Değişen Toplum Yapısı ve Mütevazı Olma Üzerine
Mütevazılık hiçbir zaman gerçek bir üst değer olamamıştır bizde. Bir ortamda mütevazı olmaya kalkarsanız saygı hemen azalmaya başlar, hissedersiniz.
Nuri Bilge Ceylan
Toplumumuzda ciddi bir şekilcilik problemi var.
Anlatılmak istenen düşüncenin içeriğinden çok kullanılan kelimelerin ne kadar şaşalı olduğuna odaklanıyoruz.
Değişen güzellik algısı da bunun paralelinde ilerliyor,
Eskiden güzellik; sadelik ve asillik ile beraber gelişen bir meseleydi. Şu anda ise yapaylık ve kusursuzluk çizgisinde ilerliyor.
İnsanlar toplumun dayattığı güzellik standartları altında eziliyor, sağlığını riske atıyor ve kendini yetersiz görmeyi sürdürüyor.
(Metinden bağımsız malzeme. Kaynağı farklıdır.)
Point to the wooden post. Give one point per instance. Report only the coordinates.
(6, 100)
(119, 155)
Fabrikadan çıkmış gibi tek tip burunlar, sokaklarımızda dolaşıyor.
Oysa her insan yüzünün bir özelliği vardır.
Hayat, tıpkı usta bir ressam gibi her insanın yüzünü deneyimleri ve yaşattığı dersleriyle şekillendirir.
İnsanın yüzüne baktığınızda donuk bir ifade görmezsiniz, görmemeniz gerekir.
Yaşanmışlıkların bıraktığı çizgiler ve oluşturduğu ifadeler, o insanın silüetine yansır.
Şimdi ise yapay müdahalelerden dolayı donuk ifadeler sokaklarda dolaşıyor.
İnsanın suratını resetleyen, adeta yüzüne yansıyan hayat deneyimini sıfırlayan bu tarz operasyonlar, insanın alın yazısına ciddi şekilde zarar veriyor.
Elbette bunlar bir tercih meselesi.
Asıl konumuza dönecek olursak,
Bir ortama girdiğinizde, bir şey rica ettiğiniz zaman; ortamdaki diğer kişiler sizin muhtaç bir kimse olduğunuzu düşünmeye başlarlar.
İnsanlar çoğu zaman tevazu ve muhtaçlık arasındaki farkı anlamaktan acizlerdir.
Tartışmalarda ise fikirler önemsizdir, kimin daha yüksek sesle ve gürültüyle haklılığını dikte ettirdiği önemlidir.
Tartışmaları kazanmak için korkunç bir ses tonu ile bağırma ve papağan gibi kelimeleri tekrarlama insanlar zafer kazanmanın kestirme bir yoludur.
Bu tarz toksik insanlar, sayısız mücadeleye girerler ve hepsini de kazandığını sanarlar.
Oysaki çevrelerindeki insanlar, gereksiz tartışmalara girmekten kaçınırlar.
Onlardan umudu keserler ve zamanla da etraflarından uzaklaşırlar.
Bu kişiler yine de bu durumu kabul etmezler ve yaşadıklarını kaliteli yalnızlık olarak nitelendirmeye başlarlar.
Daha aile yaşantılarından başlayan sonsuz özgüven ve haklılık, günün birinde onların sosyal anlamda sonları olur.
Haklı olan ve kelimelerin gücünü bilen birisi ise asla bağırma gereksinimi duymaz, anın heyecanına kolay kolay kapılmaz.
Mütevazı olmak ise hiç kolay değildir. İnsanoğlu yaradılış gereği, övülmek ve el üstünde tutulmak ister.
Kibirden kurtulmak, hiçbir deneyimi aşağılamamak ve hiçbir insanı küçük görmemek gerekir.
Geçtiğimiz haftalarda toplumsal çürüme probleminden söz etmiştik, bu sorunun artmasındaki temel nedenlerden birisinin de mütevazılık ve tevazu sahibi olmanın artık toplumumuzda sık görülmemesi olduğunu düşünüyorum.